Most of these students are Hispanic, and the goal is to help them develop English skills in reading, writing, listening and speaking, Corinth and Alcorn school district officials say.
The Corinth School District has many more English Learners (EL), as they are called, than the Alcorn School District.
The Corinth School District has 150 such students while the Alcorn School District has 25. However, both districts have seen an increase in students who lack the needed English language skills.
Hollie Butler, who is the EL coordinator for the Corinth School District, said when she started with the district about five years ago there were around 80 such students, and now that is getting close to doubling.
Likewise, the Alcorn School District had about 11 of the students a few years ago and now the number has more than doubled to 25.
With the increases, school officials are looking for ways to keep providing these students with the support they need.
This week, school district officials will attend an EL conference in Oxford to develop strategies to further help the students become proficient in English.
The Alcorn School District alone has at least 15 staff and administrators attending the conference, said Brian Phelps, federal programs director.
Corinth EL students receive interventions from certified teachers who help the children develop English language skills, said Butler.
The Alcorn School District also offers several programs to help EL students, including after-school programs for the elementary children.
Classroom teachers also provide additional accommodations to meet those students’ needs.

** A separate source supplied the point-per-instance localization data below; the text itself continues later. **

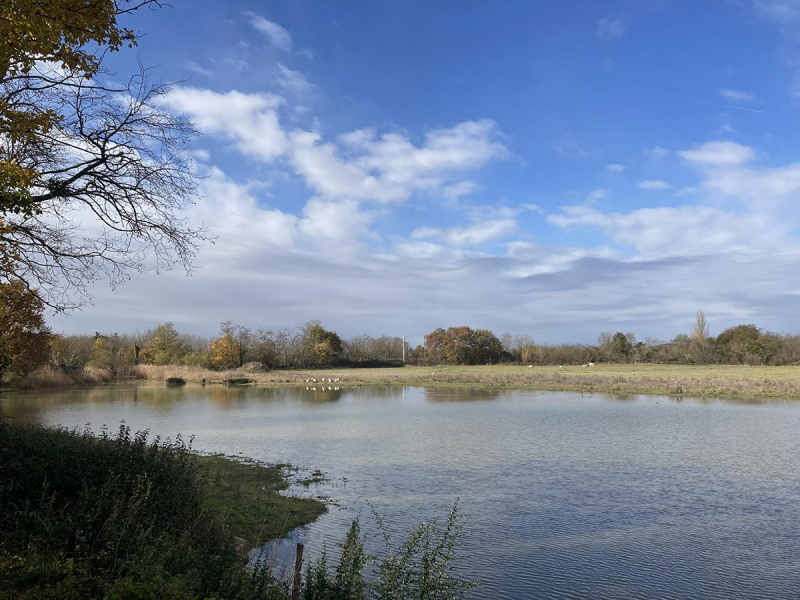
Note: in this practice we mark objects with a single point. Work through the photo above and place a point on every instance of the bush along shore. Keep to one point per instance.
(120, 516)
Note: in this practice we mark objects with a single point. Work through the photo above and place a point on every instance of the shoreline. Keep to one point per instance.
(702, 381)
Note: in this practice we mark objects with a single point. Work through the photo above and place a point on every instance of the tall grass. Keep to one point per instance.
(123, 517)
(112, 516)
(423, 566)
(48, 377)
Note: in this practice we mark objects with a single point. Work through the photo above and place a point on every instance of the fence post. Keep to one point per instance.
(298, 573)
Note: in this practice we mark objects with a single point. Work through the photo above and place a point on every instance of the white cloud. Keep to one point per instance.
(277, 35)
(292, 80)
(474, 235)
(651, 184)
(657, 152)
(686, 191)
(610, 29)
(719, 154)
(194, 67)
(363, 166)
(596, 195)
(338, 221)
(389, 167)
(760, 187)
(737, 96)
(462, 188)
(682, 231)
(250, 121)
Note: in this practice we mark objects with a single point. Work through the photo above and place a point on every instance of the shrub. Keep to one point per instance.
(112, 516)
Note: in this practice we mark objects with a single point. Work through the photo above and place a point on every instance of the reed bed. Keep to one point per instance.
(670, 380)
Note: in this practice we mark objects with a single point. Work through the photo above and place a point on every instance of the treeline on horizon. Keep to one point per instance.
(312, 346)
(27, 344)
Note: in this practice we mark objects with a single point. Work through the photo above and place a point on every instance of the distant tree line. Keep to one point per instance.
(26, 344)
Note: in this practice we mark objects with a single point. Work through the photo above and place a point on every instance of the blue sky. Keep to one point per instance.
(557, 169)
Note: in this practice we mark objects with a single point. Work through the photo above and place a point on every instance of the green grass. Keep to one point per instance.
(726, 381)
(122, 517)
(246, 497)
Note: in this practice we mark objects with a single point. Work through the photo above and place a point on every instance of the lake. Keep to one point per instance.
(564, 495)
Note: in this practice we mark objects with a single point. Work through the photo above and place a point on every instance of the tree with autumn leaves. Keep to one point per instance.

The students have language service plans customized for their needs since the various EL students come into the districts with different levels of English ability. Moreover, some students may come into the school system at an early age while others may not enroll until they are in high school.
In the spring, the EL students take a test to gauge their abilities in the four areas of reading, writing, listening and speaking. They must score proficient in reading and writing and overall for the other two categories to exit the EL program.
Once they exit, they are monitored for four years during which time their grades are reviewed periodically, and there is also teacher feedback. If the students are not excelling they can be put back into the EL program if they do not score high enough on a state screening.
The Corinth School District has EL students in kindergarten through 12th grade. But most of them — 93 — are in the elementary school. There are 37 at Corinth Middle School and 20 at the high school.
Most of the EL students in the Alcorn School District are also at the elementary level.
The Mississippi Department of Education recommends that EL students exit the program within five years, but school officials stressed that the time line can vary based on the individual backgrounds of the students and the amount of instruction they come to the district with.
The statewide accountability system that assigns school districts grades based on a formula also now factors in the proficiency of EL students, Phelps said.
Statewide, there are about 12,100 EL students, and the EL population is “growing rapidly,” according to the Mississippi Department of Education.